Gut health additives vary in their mode of action which makes choosing the right product difficult. Some gut health products provide or stimulate beneficial bacteria, some promote the development of the gut tissues, some aid digestion and others inhibit pathogens. Consequently, when deciding which product to use, it is critical to investigate what is causing the gut health issue and ensure that any potential product has the ability to help solve the issue faced.

These products often get called “alternatives to antibiotics” and they are used successfully in programs targeting a reduction in antibiotic use. However, it is important to recognise that their use is more preventative and thus their use should be considered as an alternative strategy. As part of a strategic approach, the aim is to administer a product that offers a solution to the needs of the gut at significant points in the chicken’s life.

The gut has three predominant stages; development, transition and maintenance (see Figure 5). During the development stage, the aim is to promote bacterial colonization and stimulate tissue and immune development. The transition stage refers to the time periods where there are fluctuations in the gut environment in response to impacting factors such as a feed change, vaccination and handling. These events can cause a change in the intestinal environment and increase the risk of malabsorption and bacterial overgrowth. The maintenance stage refers to the period when the gut has stopped developing and reached balance, however there is still the risk of disruption due to management or pathogen challenges, so it is still important to maintain support of the gut tissues at this time.

Gut Health Research

Gut health provides for an active area of research in both human and animal science.

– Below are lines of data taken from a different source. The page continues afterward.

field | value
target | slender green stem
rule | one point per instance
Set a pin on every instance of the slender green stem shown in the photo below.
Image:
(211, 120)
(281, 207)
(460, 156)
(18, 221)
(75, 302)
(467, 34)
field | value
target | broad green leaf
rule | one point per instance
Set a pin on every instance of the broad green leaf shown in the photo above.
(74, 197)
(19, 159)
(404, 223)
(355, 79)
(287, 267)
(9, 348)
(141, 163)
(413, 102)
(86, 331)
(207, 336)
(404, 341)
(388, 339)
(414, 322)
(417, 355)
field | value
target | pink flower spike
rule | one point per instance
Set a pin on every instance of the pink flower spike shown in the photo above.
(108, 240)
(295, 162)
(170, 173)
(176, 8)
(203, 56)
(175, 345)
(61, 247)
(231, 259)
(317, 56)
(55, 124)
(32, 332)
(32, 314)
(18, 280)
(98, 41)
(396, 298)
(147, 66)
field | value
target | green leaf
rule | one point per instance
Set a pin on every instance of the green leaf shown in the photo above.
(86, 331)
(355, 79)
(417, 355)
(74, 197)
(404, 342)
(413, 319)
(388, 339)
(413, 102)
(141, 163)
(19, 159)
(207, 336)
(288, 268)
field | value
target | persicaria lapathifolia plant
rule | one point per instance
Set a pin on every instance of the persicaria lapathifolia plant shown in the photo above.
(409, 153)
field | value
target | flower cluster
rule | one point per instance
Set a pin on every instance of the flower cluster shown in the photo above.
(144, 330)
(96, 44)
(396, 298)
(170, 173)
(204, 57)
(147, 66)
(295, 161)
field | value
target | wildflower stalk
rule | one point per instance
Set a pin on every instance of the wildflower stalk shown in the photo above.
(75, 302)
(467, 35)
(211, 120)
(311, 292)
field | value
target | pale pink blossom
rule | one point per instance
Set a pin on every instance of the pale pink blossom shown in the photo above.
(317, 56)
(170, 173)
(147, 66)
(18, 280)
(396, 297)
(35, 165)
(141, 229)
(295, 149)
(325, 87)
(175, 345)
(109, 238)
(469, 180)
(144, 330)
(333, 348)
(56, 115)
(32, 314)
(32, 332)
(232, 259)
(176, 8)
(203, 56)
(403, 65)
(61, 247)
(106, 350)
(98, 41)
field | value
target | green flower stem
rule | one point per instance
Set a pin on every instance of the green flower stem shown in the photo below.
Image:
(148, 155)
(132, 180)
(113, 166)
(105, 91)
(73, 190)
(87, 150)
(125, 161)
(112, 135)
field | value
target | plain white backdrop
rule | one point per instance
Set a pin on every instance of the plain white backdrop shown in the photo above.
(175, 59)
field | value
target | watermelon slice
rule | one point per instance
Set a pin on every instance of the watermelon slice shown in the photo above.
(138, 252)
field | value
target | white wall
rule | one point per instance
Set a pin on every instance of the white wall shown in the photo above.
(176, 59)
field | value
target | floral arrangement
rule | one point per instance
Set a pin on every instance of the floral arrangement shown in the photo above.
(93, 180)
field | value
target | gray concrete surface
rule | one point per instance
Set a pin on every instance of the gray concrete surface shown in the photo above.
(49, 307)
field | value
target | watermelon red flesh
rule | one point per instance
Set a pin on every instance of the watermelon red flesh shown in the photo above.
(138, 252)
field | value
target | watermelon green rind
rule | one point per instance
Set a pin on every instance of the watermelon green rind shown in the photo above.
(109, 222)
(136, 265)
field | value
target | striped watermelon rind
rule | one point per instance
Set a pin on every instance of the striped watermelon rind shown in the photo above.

Aviagen® is committed to gaining a better understanding of gut flora, gut function and gut immunity by undertaking internal research projects and collaborating with universities to ensure the latest technologies and knowledge are exploited to improve bird gut health in the field.

Conclusions

Maintaining the balance of good gut health is a key aspect of getting the best growth and FCR out of any food producing animal. Many researchers have attempted to understand gut flora, gut function and gut immunity. It is increasingly evident that the gut remains a highly complex area. Regional variations in poultry production, management styles, climate, disease challenge and feed raw materials add further complexity to maintaining good gut health, but what is clear is that developing and maintaining gut health through good bird management practices is key to maintaining bird health, welfare and performance.